Clinical Genome Sequencing: Bioinformatics Challenges and Key Considerations

Advances in next generation sequencing (NGS) platforms have enabled rapid genomic, transcriptomic, and epigenomic profiling for clinical applications, from risk assessment, diagnosis, and prognosis, to biomarker discovery and choice of drug therapy. In general, NGS-based diagnostic testing has successfully demonstrated the clinical utility landscape of genomic information, including evaluating rare disorders, identifying therapeutic targets for tailored cancer therapies, and incorporating epigenetic changes as valuable biomarker for cancer detection. In clinical setting, however, these sequencing applications pose unique bioinformatics challenges, impeding the translation of personal genomic data into interpretable information.

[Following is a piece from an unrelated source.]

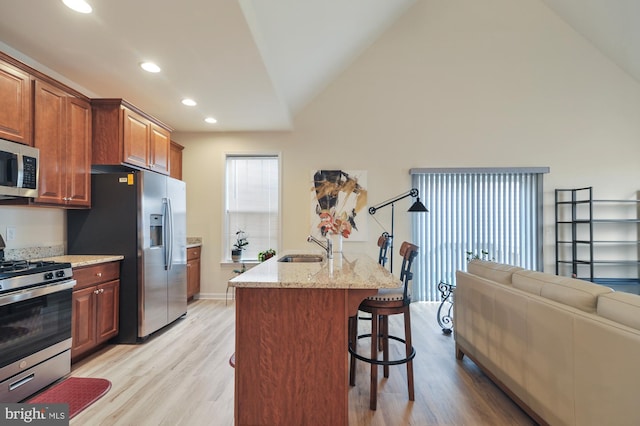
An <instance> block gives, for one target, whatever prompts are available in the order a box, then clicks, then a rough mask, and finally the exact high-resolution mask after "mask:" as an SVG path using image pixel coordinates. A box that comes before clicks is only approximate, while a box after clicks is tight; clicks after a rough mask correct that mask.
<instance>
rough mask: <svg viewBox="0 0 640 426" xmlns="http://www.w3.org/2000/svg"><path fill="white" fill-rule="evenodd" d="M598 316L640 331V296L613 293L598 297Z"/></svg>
mask: <svg viewBox="0 0 640 426" xmlns="http://www.w3.org/2000/svg"><path fill="white" fill-rule="evenodd" d="M597 314H598V315H600V316H601V317H604V318H607V319H610V320H612V321H616V322H619V323H621V324H624V325H626V326H628V327H632V328H635V329H636V330H640V296H638V295H637V294H632V293H622V292H613V293H609V294H605V295H602V296H600V297H598V310H597Z"/></svg>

First, biopsy samples are often limited in quantity and quality. For cancer genome sequencing, the challenge is more evident in cases where a matched control DNA sample is not available, which complicates the filtering of germline variants, and in other instances where there is remarkable intratumor heterogeneity as a result of clonal evolution. In addition, as a major sample source, formalin-fixed paraffin-embedded (FFPE) tissues are often suffered from low DNA quality. These suboptimal conditions likely lead to low limits of detection on more clinically and therapeutically relevant subclonal events. Second, liquid biopsy represents an ideal alternative or complement to surgical biopsy in clinic genomic assays. It allows non-invasive and real-time monitoring of tumor dynamics, therapeutic response and early cancer detection. For example, cell-free circulating tumor DNA (ctDNA) analysis with liquid biopsy has recently implemented in a number of clinical applications for detecting point mutations and epigenetic patterns in plasma. ctDNA is also being assessed in detecting chromosomal rearrangements and copy number aberrations. Despite the promise in broader clinical applications, there are elevated false positives when sequencing such highly fragmented ctDNA in blood with low-abundance, especially in detecting low allele frequency variants Thus, the efficacy of ctDNA application highly relies on the optimized bioinformatics pipelines to differentiate tumor-specific aberrations with high sensitivity.

Finally, the prognostic relevance of CHIP is increasingly recognized for its association with a higher risk of hematologic neoplasm or cardiovascular disease. Clonal hematopoiesis of indeterminate potential, or CHIP, represents somatic mutations with low variant allele frequency in blood or bone marrow cells. The detection of CHIP requires a rigorous variant calling parameter setting, which in turn may result in compromised specificity. Together, in these scenarios, more sensitive and robust bioinformatics algorithms in combination with big data analysis are highly needed to better address the challenges. Joint effort in this area is expected to fill in the knowledge gap between data analytical team and clinical practice.

This Research Topic welcomes manuscripts that present original research, commentaries, perspectives, and reviews. The scope includes clinical genome sequencing applications, novel bioinformatics methodologies, as well as pipeline development for refining genomic, transcriptomic and epigenomic findings.